Small interfering RNA (siRNA), also known as silencing RNA, is a double-stranded segment of RNA that can perform various functions in a biological system. A siRNA transfection is the insertion of siRNA into a cell, a process that can be invaluable to gene silencing experiments. In order to optimize a siRNA transfection, the correct method and transfection agent should be used. The optimization of siRNA transfection depends greatly on the cell line used, which may require the tailoring of transfection reagents to a specific cell type.
RNAi response has been effectively demonstrated in mammalian tissues and cells for exogenous and endogenous genes. The gene knockdown effect can result in partial silencing of gene expression or the complete elimination of the function of an entire gene. Long dsRNA (>30 base pairs) is known to trigger an interferon response which leads to general mRNA cleavage and apoptosis. Thus, the length of the designed siRNA is one of the crucial parameters to control in the manufacturing of RNAi products.
Research has shown that small interfering RNA (siRNA) is extremely valuable in silencing gene expression and enables the studying gene functions in a multitude of cells. The success of RNAi experiments relies on the method of delivery of siRNA or miRNA. siRNA can be transiently or stably transfected using transfection reagents. In many cases, cell types such as primary cells may make lipid based transfections difficult, limited or even impossible, requiring the use of more potent transfection techniques.

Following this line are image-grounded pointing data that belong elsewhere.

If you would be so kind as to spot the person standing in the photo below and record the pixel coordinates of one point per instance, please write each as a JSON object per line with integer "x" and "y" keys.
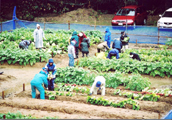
{"x": 113, "y": 52}
{"x": 124, "y": 39}
{"x": 99, "y": 83}
{"x": 71, "y": 53}
{"x": 76, "y": 38}
{"x": 102, "y": 47}
{"x": 24, "y": 44}
{"x": 81, "y": 36}
{"x": 117, "y": 44}
{"x": 51, "y": 70}
{"x": 108, "y": 37}
{"x": 134, "y": 56}
{"x": 84, "y": 47}
{"x": 36, "y": 83}
{"x": 38, "y": 37}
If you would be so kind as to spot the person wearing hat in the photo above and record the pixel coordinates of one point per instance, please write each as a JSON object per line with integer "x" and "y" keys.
{"x": 38, "y": 37}
{"x": 113, "y": 52}
{"x": 24, "y": 44}
{"x": 124, "y": 39}
{"x": 84, "y": 47}
{"x": 36, "y": 83}
{"x": 71, "y": 53}
{"x": 117, "y": 44}
{"x": 134, "y": 56}
{"x": 108, "y": 37}
{"x": 99, "y": 83}
{"x": 81, "y": 36}
{"x": 51, "y": 70}
{"x": 76, "y": 39}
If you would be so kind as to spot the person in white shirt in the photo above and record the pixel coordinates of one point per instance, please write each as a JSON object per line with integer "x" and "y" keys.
{"x": 71, "y": 53}
{"x": 99, "y": 83}
{"x": 38, "y": 37}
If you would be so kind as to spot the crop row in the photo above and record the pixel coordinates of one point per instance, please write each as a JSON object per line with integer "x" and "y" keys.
{"x": 147, "y": 58}
{"x": 18, "y": 115}
{"x": 80, "y": 76}
{"x": 23, "y": 57}
{"x": 128, "y": 66}
{"x": 150, "y": 52}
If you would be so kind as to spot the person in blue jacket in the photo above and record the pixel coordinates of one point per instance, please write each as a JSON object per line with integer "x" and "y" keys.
{"x": 113, "y": 52}
{"x": 24, "y": 44}
{"x": 108, "y": 37}
{"x": 117, "y": 44}
{"x": 36, "y": 83}
{"x": 51, "y": 69}
{"x": 76, "y": 38}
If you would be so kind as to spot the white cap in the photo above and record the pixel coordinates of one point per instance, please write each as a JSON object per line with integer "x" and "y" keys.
{"x": 80, "y": 34}
{"x": 37, "y": 25}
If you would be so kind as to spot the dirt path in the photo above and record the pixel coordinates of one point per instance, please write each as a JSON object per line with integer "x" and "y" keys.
{"x": 15, "y": 75}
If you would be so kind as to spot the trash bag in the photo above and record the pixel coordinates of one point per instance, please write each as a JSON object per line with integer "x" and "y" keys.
{"x": 101, "y": 55}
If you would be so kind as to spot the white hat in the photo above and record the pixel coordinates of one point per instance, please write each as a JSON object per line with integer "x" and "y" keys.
{"x": 80, "y": 34}
{"x": 37, "y": 25}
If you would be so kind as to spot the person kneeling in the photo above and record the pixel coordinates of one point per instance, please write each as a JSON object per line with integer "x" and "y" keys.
{"x": 36, "y": 83}
{"x": 99, "y": 83}
{"x": 113, "y": 52}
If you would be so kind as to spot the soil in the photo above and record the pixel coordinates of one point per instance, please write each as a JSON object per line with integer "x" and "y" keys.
{"x": 11, "y": 82}
{"x": 86, "y": 16}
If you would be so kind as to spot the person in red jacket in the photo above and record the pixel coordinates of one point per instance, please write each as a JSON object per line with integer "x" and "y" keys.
{"x": 81, "y": 36}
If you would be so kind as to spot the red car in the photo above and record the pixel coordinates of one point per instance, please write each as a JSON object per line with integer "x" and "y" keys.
{"x": 132, "y": 15}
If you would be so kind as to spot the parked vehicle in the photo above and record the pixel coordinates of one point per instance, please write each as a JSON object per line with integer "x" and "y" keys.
{"x": 132, "y": 15}
{"x": 166, "y": 19}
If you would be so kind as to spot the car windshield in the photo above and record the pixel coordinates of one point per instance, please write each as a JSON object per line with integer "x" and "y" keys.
{"x": 126, "y": 12}
{"x": 167, "y": 14}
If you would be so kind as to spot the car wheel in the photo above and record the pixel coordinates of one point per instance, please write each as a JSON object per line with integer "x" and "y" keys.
{"x": 144, "y": 22}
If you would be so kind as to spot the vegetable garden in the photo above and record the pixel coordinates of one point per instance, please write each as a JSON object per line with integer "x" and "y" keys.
{"x": 129, "y": 94}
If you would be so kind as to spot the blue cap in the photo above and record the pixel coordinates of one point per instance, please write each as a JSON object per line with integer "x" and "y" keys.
{"x": 98, "y": 84}
{"x": 44, "y": 68}
{"x": 51, "y": 60}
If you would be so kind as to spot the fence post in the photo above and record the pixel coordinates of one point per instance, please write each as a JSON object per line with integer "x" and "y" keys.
{"x": 3, "y": 95}
{"x": 44, "y": 24}
{"x": 1, "y": 26}
{"x": 95, "y": 25}
{"x": 68, "y": 25}
{"x": 23, "y": 87}
{"x": 158, "y": 35}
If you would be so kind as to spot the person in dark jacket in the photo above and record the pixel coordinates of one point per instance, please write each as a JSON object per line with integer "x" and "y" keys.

Determining optimal transfection parameters can result in the success or failure of RNAi effects in various cell cultures. Parameters to optimize includes the type and volume of transfection agent used, culture conditions, exposure time, as well as the quality, purity, and quantity of siRNA used in the experiments.
Choosing the correct procedure to follow is also critical. For example, a forward transfection procedure enables cells to attach and recover from the cell collection process and grow for 24 hours prior to transfection. In some situations, a reverse transfection may offer enhanced benefits over the more traditional forward methodology.
Other considerations for a successful siRNA transfection include the current health of the cultured cells, the conditions under which transfection occurs, and the method of transfection that is followed. Cells must be extremely healthy in order to ensure maximum viability. Healthy cells are easier to transfect than damaged, poor quality cells. Various methods and adequate number of cells will help ensure the health and success in experiments.